Ma chambre, glacée en hiver et torride l'été, me tenait éveillé.
Uyuyamadım.Mm-hmm.
Je n'arrive pas à dormir.
O dayanılmaz başağrısı hâlâ geçmedi, ayrıca dün gece de uyuyamadım.
Et ces maux de tête? Je n'ai pas dormi la nuit dernière.
Ben de uyuyamadım.
Je n'arrivais pas à dormir.
Sevgilimi düşünmekten uyuyamadım.
Je n'arrive pas à dormir, je pense à mon tendre chéri.
- O gece uyuyamadım.
- Je n'ai pas fermé l'œil de la nuit.
Gece iyi uyuyamadım.
Je n'ai pas dormi la nuit dernière.
Ben uyuyamadım ve çocuk ölmüştü.
Je n'ai pas dormi et l'enfant est mort.
Geçen gece uyuyamadım.
Cette nuit, je n'arrivais pas à m'endormir.

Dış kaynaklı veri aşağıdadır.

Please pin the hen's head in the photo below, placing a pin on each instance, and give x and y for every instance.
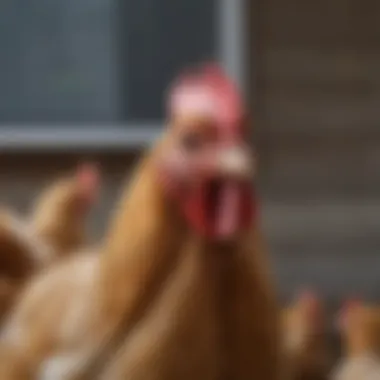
(207, 163)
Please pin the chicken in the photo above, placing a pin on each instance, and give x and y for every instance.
(305, 337)
(180, 287)
(360, 330)
(58, 217)
(55, 229)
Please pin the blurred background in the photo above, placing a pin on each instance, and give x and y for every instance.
(86, 79)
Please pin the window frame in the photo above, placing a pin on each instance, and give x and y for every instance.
(230, 46)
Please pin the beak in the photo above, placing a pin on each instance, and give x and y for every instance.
(236, 162)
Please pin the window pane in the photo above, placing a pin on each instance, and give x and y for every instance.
(161, 38)
(97, 60)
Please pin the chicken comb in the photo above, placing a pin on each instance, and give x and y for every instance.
(207, 89)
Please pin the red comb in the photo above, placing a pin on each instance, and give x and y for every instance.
(209, 89)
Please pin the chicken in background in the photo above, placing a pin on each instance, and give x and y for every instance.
(181, 287)
(56, 228)
(59, 215)
(359, 325)
(305, 337)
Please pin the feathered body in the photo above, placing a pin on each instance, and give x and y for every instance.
(164, 298)
(360, 329)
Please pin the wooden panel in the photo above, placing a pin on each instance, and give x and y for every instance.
(329, 245)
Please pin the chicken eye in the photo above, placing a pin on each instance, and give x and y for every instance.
(191, 141)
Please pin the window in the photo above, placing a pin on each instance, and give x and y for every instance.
(93, 69)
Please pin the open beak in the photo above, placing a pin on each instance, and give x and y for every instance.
(236, 162)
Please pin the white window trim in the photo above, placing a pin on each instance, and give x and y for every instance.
(231, 47)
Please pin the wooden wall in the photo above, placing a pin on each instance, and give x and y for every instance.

Gün ağarana dek uyuyamadım ve uyanır uyanmaz seni düşündüm.
Et je n'ai pu m'endormir qu'au petit jour... et dès que je me suis réveillée, j'ai pensé à toi.
Bir tanesini çok iyi hatırlıyorum. Bir bowling maçından sonra, bir perşembe akşamı geceleri uyuyamadığını ve biraz fazla sigara içtiğini söyledi.
Je me souviens, une fois, après un match de bowling, il m'a avoué ne pas pouvoir dormir.